Protocol for measuring LLM perception drift from a baseline, a canon, multi-model outputs, and a documented canon-output gap.

CollectionFramework
TypeProtocol
Layertransversal
Version1.0
Stabilization2026-05-15
Published2026-05-15
Updated2026-05-15

LLM perception drift measurement protocol

This protocol defines a minimal way to measure LLM perception drift without reducing it to an AI visibility score. It applies when an entity, brand, person, offer, or doctrine must be observed in the answers of several generative systems.


Phase 1: establish the canon

The first step is to identify admissible sources:

  1. canonical entity definition
  2. role or positioning page
  3. evidence pages
  4. service or offer pages
  5. related definitions
  6. explicit exclusions and limits
  7. relations between entities, brands, products, and doctrines

Without this step, the audit only measures an impression. The canon makes the gap measurable.


Phase 2: create a baseline

The baseline documents the initial state of AI perception. It should record:

  • models or engines queried
  • exact prompts
  • observation date
  • visible parameters
  • language
  • cited or used sources
  • generated summary
  • assigned categories
  • competitors or neighbors mentioned
  • significant absences

The baseline is not a neutral snapshot. It is a governed comparison point.


Phase 3: qualify the canon-output gap

Each output is compared with the canon across five axes:

  1. identity: who or what is being reconstructed?
  2. category: which market or frame is the entity placed in?
  3. perimeter: which activities, limits, or exclusions are preserved?
  4. evidence: which sources support the answer?
  5. recommendability: is the entity proposed, ignored, or displaced?

An isolated gap should be recorded. A repeated gap should be qualified. A gap that stabilizes becomes a drift signal.


Phase 4: observe variation

Drift should be observed along at least one axis:

  • variation over time
  • variation across models
  • variation across languages
  • variation across prompts
  • variation across intents
  • variation across cited sources
  • variation between browsing and non-browsing answers

This step separates a one-off error from a trajectory.

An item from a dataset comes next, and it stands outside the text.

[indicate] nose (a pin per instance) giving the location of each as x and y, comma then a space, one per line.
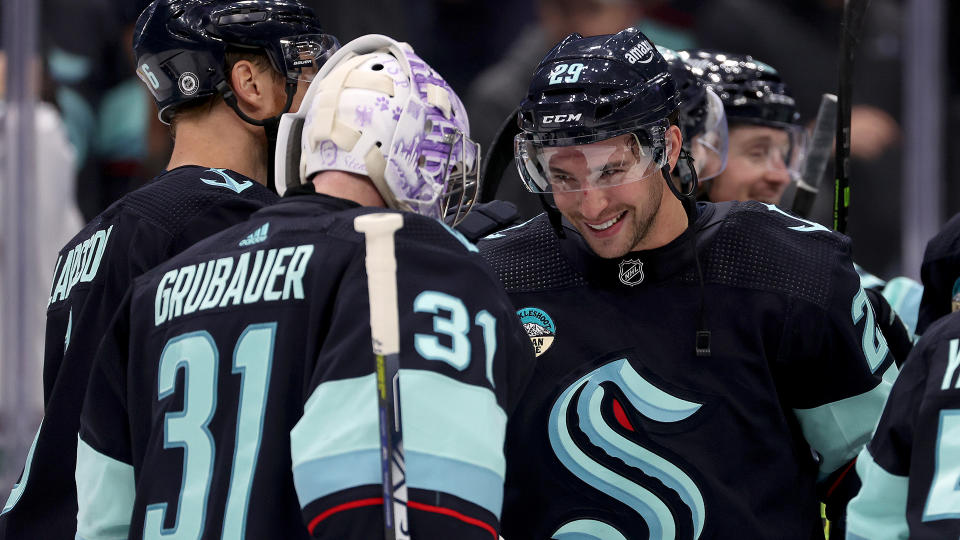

Phase 5: decide correction

Correction should not be automatic. It may target:

  • canonical content
  • internal linking
  • disambiguation
  • external evidence
  • perimeter clarification
  • a contaminating source
  • a new definitional page
  • entity graph reinforcement

The protocol does not promise immediate correction by models. It measures the capacity for resorption after the corpus is changed.


Expected output

A useful measurement produces at minimum:

  • a baseline
  • a gap map
  • a drift classification
  • a correction priority
  • a cause hypothesis
  • a re-observation plan
  • an interpretive risk indication

The result is not only a visibility dashboard. It is a governed reading of generated representation.